Interpretatie toen: Als de zon stilstond, moet ze normaal gesproken bewegen. Dus de zon draait om de aarde.

Wat Galileo daartegenover plaatste waren zijn eigen waarnemingen. Die waarnemingen werden in zijn tijd steeds beter door de ontdekking van de telescoop en Galileo kon dus tegen de kerkelijke autoriteiten zeggen: “Hier, kijk door mijn telescoop, en stel door eigen waarneming vast dat het Copernicaanse wereldbeeld klopt en niet het geocentrisch wereldbeeld”. Maar de kerkelijke autoriteiten die zich op de grondslag van de bijbelse autoriteit stelden wilden helemaal niet door die kijker kijken, want in de bijbel stond tenslotte dat het niet waar kon zijn wat Galileo aangaf dat zijn zintuigen hem voorschotelden.

 

De afzweringsformule van Galileo uit 1633

Deze kwestie speelt zich af in een discussie die enkele decennia heeft geduurd, maar hij eindigt met het gedwongen afzweren van het Copernicaanse wereldbeeld door Galileo voor de Inquisitie in Rome. Galileo wordt in 1633 bevolen (hij is dan 70 jaar) op zijn knieën de volgende tekst uit te spreken:

“Ik, Galileo Galilei, zoon van wijlen Vincenzio Galilei uit Florence, zeventig jaar oud, persoonlijk voor het gerecht gebracht en knielend voor u, meest eminente en zeer eerbiedwaardige heren kardinalen, algemene inquisiteurs van de universele christelijke republiek tegen ketterse verdorvenheid, met voor mijn ogen de Heilige Evangeliën die ik met mijn eigen handen aanraak, zweer dat ik altijd heb geloofd en, met Gods hulp, in de toekomst zal blijven geloven elk artikel dat de Heilige Katholieke en Apostolische Kerk van Rome aanhangt, onderwijst en predikt.”

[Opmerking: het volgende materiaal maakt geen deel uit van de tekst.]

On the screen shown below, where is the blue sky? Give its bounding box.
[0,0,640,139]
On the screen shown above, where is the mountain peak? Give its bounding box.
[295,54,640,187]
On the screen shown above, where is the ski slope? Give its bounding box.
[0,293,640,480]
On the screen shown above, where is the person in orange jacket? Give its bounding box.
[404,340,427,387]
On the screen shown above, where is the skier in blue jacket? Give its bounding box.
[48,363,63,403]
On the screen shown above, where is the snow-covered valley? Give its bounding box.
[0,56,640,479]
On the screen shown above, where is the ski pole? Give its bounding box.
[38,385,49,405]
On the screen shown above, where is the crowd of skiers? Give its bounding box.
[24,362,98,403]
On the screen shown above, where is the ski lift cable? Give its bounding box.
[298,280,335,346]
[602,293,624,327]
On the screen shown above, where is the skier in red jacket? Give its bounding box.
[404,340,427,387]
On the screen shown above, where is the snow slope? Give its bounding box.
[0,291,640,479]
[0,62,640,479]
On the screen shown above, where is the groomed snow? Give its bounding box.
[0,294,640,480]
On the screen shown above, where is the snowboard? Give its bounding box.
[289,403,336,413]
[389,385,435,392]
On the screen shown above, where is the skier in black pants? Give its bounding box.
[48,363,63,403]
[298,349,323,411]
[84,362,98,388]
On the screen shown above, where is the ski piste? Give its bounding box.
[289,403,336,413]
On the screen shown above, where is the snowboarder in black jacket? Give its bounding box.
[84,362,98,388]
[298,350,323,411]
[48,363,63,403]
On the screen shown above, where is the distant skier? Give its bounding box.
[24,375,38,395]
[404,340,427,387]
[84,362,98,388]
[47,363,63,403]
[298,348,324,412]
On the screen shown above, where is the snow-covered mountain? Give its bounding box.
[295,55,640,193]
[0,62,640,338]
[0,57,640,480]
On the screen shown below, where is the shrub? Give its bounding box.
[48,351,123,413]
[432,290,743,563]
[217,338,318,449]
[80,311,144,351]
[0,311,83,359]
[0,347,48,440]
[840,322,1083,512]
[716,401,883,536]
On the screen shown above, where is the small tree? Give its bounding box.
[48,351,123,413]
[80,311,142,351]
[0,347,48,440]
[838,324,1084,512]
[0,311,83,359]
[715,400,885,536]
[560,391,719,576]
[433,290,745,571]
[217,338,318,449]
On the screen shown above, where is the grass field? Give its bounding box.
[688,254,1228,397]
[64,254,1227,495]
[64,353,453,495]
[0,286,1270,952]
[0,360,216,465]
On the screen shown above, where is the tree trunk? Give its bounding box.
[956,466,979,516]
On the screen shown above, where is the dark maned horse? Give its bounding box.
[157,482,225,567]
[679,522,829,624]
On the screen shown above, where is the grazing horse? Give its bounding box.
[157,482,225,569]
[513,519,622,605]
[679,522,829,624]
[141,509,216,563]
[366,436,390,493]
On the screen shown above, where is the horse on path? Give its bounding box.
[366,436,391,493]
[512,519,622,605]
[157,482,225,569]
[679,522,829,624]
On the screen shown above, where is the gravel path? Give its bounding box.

Galileo wordt dus gedwongen voor de kardinalen en inquisiteurs een tekst uit te spreken. Een tekst die hij zelf niet heeft geschreven, maar gedicteerd gekregen. Hij wordt geacht die tekst uit te spreken met zijn handen op het evangelie. Wat houdt die tekst in? Die tekst houdt in dat hij altijd geloofd heeft in elk artikel dat de Kerk aanhangt. Dat betekent dus dat als de Kerk zegt “de aarde is het middelpunt van het universum en de zon draait om de aarde” dit waar is. Wat je wetenschap je ook mag leren, wat je zintuigen ook mogen zeggen, wat je telescoop ook mag laten zien – het is allemaal zinsbegoocheling, de Kerk heeft gelijk. Ook belooft Galileo dat hij dit niet altijd heeft gelooft maar ook dat hij dit ook zal blijven geloven. Het maakt dus de Kerk tot de finale arbiter van alle wetenschappelijke waarheden.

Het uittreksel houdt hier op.